Kenya, like most countries in subSaharan Africa, has so far been spared the worst of Covid. As of Jan. 3, the country of about 55 million people had seen more than 285,000 confirmed cases and nearly 5,400 deaths. These numbers are almost certainly undercounted, but for comparison, Spain, with about 47 million people, had recorded more than 6 million Covid cases and nearly 90,000 deaths. The reasons for the discrepancy aren’t fully understood, but age seems to be a significant factor: The median Kenyan is 20 years old, while the median Spaniard is almost 44. Kenyans are also less likely to suffer from other Covid risk factors, such as cancer, diabetes, or respiratory illness. The country is among the least urbanized in the world, decreasing the potential for close- quarters transmission, and its weather allows people to spend more time outside, where the risk of infection is lower.
On the other hand, more than a third of Kenyans live in poverty, and the country has a fragile health-care system that could easily be overwhelmed by the virus. That led the government to proceed with abundant caution, closing schools from March 2020 through January 2021 and instituting a series of strict curfews, international travel bans, and county-specific lockdowns. The measures helped keep infection rates low, but they brought their own perils, including widespread food insecurity, rampant domestic violence, and surging unemployment. The disruptions hit women harder than men, and girls harder than boys.
“Covid was the most difficult thing we had to face and that we still face,” says Kakenya Ntaiya, an educator who grew up in a Masai community and was engaged by the time she was 5 years old. Decades ago, Ntaiya persuaded her father to let her defer her engagement and continue her schooling, eventually going to college in the U.S. When she returned to Kenya, she started a nongovernmental organization called Kakenya’s Dream, which runs a boarding school for at-risk Masai girls, similar to the school Purity and Lucy attend.
“For the first time, our students were home for nine months or more without that safe space,” Ntaiya says. “When you look at a girl going from having a place where she can jump rope and play and her only responsibility is to go to class, to back home where she’s now responsible for cooking for the others, taking care of the family, collecting firewood, getting water, and in the evening she doesn’t have her own space, there’s a bedroom with the little siblings, she’s not invited to sit in the big house, which is the father’s house, she’s in the kitchen— that was really harsh.”
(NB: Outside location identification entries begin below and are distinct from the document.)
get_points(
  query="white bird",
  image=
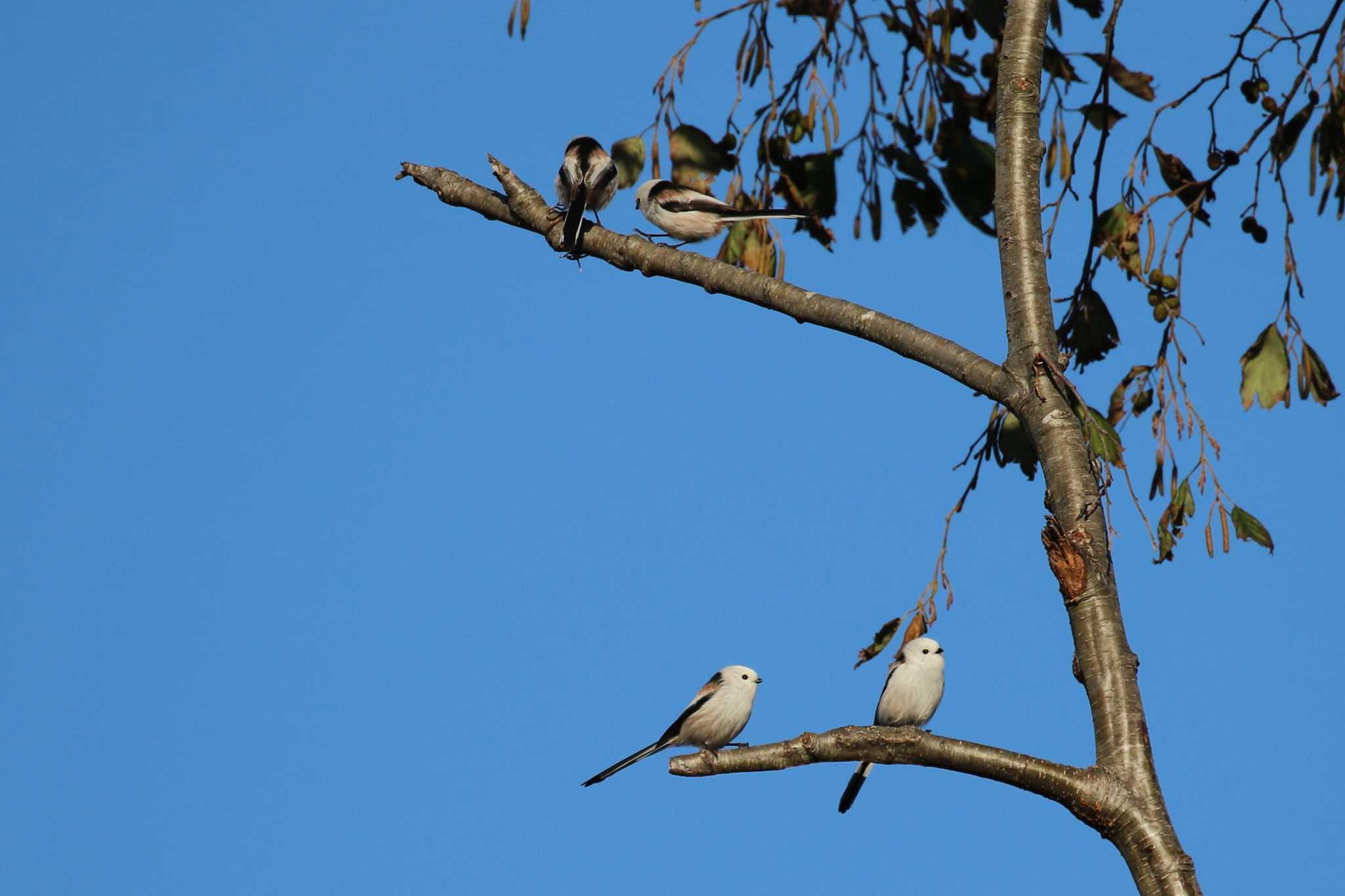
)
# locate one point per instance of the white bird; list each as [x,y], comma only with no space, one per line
[586,179]
[717,715]
[690,215]
[910,698]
The extent of the indirect damage Covid has brought is difficult to measure. What’s known so far, though, suggests that it could outweigh the disease’s direct effects in Kenya and many other African nations. The economic and social fallout of shutdowns is concentrated among the young, and almost a quarter of Kenya’s population is between 10 and 19. Purity, Lucy, and their peers have been hit by a shadow epidemic ripping through developing countries—pushing girls out of school, decreasing their earning potential, putting them at greater risk of violence, and potentially shortening their lives and those of their children.
The question now is whether there’s still time for recovery, or whether the pandemic has set girls’ progress back a generation. “Very simply, we know that adolescence is a critical moment in life for girls: It’s when many health problems either emerge or are averted, and many social ones, too,” says Lauren Rumble, a principal adviser for gender equality at Unicef. This, she says, is the time to get it right, because “if we get it wrong, we know they are going to live poorer, shorter lives.”